I definitely have a personal canon. Star Trek is FICTION - not religion! It's okay to pick and choose. Honestly, it's hard to see how anyone can avoid having a personal canon. Does anyone really think Enterprise-A has 76 decks and all of them can be accessed from a single elevator shaft as we saw on STV-TFF?! Some "canon" is absolutely in contradiction with other "canon." You can't accept all of it.
Well most of the people have no personal canon because they simply don't care. Then there is no "I have to accept his, I have to disagree with that". Which is a healthy attitude.
Sort of...and yet not really.

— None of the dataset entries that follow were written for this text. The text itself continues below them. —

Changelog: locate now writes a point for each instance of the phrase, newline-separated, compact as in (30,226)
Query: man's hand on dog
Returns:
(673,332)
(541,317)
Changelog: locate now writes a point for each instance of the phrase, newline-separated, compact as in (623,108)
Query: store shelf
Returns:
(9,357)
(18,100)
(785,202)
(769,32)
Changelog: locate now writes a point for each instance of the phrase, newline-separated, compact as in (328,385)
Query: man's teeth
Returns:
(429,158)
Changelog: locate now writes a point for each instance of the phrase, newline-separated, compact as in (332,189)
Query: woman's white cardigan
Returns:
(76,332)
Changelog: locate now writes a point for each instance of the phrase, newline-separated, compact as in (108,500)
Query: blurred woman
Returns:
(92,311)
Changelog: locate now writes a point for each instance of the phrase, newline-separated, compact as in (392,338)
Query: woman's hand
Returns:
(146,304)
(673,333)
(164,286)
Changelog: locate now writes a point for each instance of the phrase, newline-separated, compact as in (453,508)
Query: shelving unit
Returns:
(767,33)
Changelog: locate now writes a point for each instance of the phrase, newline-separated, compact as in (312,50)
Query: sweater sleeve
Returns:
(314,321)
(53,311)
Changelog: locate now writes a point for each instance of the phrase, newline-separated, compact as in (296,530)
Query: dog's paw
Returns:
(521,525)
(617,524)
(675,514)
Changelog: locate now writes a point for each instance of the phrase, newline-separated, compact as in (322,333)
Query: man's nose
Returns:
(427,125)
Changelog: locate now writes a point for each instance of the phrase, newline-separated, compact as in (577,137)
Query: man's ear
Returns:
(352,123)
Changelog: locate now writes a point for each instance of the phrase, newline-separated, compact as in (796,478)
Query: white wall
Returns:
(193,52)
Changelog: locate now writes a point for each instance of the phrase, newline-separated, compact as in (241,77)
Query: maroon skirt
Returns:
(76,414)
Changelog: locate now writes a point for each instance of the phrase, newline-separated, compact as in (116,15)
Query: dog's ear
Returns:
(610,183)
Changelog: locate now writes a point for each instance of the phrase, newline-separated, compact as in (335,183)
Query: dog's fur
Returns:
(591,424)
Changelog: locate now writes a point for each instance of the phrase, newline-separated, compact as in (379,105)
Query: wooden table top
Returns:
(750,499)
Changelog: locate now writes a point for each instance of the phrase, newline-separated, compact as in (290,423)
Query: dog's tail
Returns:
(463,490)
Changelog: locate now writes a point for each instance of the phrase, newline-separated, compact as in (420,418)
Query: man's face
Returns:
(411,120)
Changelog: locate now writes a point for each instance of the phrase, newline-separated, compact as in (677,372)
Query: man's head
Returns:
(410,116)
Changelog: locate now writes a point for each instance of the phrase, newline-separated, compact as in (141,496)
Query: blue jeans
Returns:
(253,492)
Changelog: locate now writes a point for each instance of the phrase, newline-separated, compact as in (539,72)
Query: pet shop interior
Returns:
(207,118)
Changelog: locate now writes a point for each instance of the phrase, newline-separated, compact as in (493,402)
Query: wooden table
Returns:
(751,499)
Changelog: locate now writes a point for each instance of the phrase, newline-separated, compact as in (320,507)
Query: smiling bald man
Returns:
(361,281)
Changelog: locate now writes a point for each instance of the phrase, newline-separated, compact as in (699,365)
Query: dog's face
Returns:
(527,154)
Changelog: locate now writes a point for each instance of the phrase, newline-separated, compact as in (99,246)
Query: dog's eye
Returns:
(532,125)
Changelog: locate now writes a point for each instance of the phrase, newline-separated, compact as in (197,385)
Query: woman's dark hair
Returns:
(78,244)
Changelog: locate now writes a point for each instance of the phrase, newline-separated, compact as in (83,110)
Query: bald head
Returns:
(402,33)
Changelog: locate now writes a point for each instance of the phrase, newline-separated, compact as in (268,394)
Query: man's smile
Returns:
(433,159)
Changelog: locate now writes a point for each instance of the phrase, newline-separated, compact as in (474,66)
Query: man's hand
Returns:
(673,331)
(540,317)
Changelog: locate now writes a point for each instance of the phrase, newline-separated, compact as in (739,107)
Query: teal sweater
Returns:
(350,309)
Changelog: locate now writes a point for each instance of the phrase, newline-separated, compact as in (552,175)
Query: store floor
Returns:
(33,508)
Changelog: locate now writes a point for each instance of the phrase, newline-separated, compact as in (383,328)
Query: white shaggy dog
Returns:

I guess I'd describe it as more of a preferred alternate universe, out of many universes we've seen in Trek. So everything onscreen happened (well, it happened onscreen), but I like to imagine an alternate universe where some things didn't happen. All the fanfic I write (well, most of it) deals with Alternate Universes...so for example in the "Prime" universe Trip died in TATV but not in the universe I write in. I have a personal canon in my personally imagined alternate universe(s) but not for anything that happened onscreen. I agree with you in principle. None of it really happened at all, so either 'believing' everything or selecting what you want to believe makes sense to me. Some of the time, anyways. And there's always details I fill in in my mind...another example, in the episode "Cogenitor" the Vissians say cogenitors make up 3 percent of the population. That seems preposterous to me, I like to think the universal translator translated 33 percent incorrectly.
I tend to take certain bits from the TNG & DS9 Technical Manuals, as well as bits from the Star Trek Encyclopedia as canon, as long as they don't contradict onscreen material and really sort of fit onscreen material pretty good. It's actually interesting that the names of most starship classes--such as the Oberth, Miranda, Akira, and Sovereign-classes (to name a few)--have never actually never been mentioned onscreen. Otherwise, I don't dismiss anything onscreen, even if I don't personally like it.
I don't have a personal cannon. I don't even own a gun. Hell, I ain't even got a freakin' water pistol!
My attitute as well. I don't really care how many decks there are in the Big E. It changes nothing about my enjoyment of the show. The only moment I care about "canonical information" is when I play my RPG, and even then only when the game master decides to be anal retentive about it.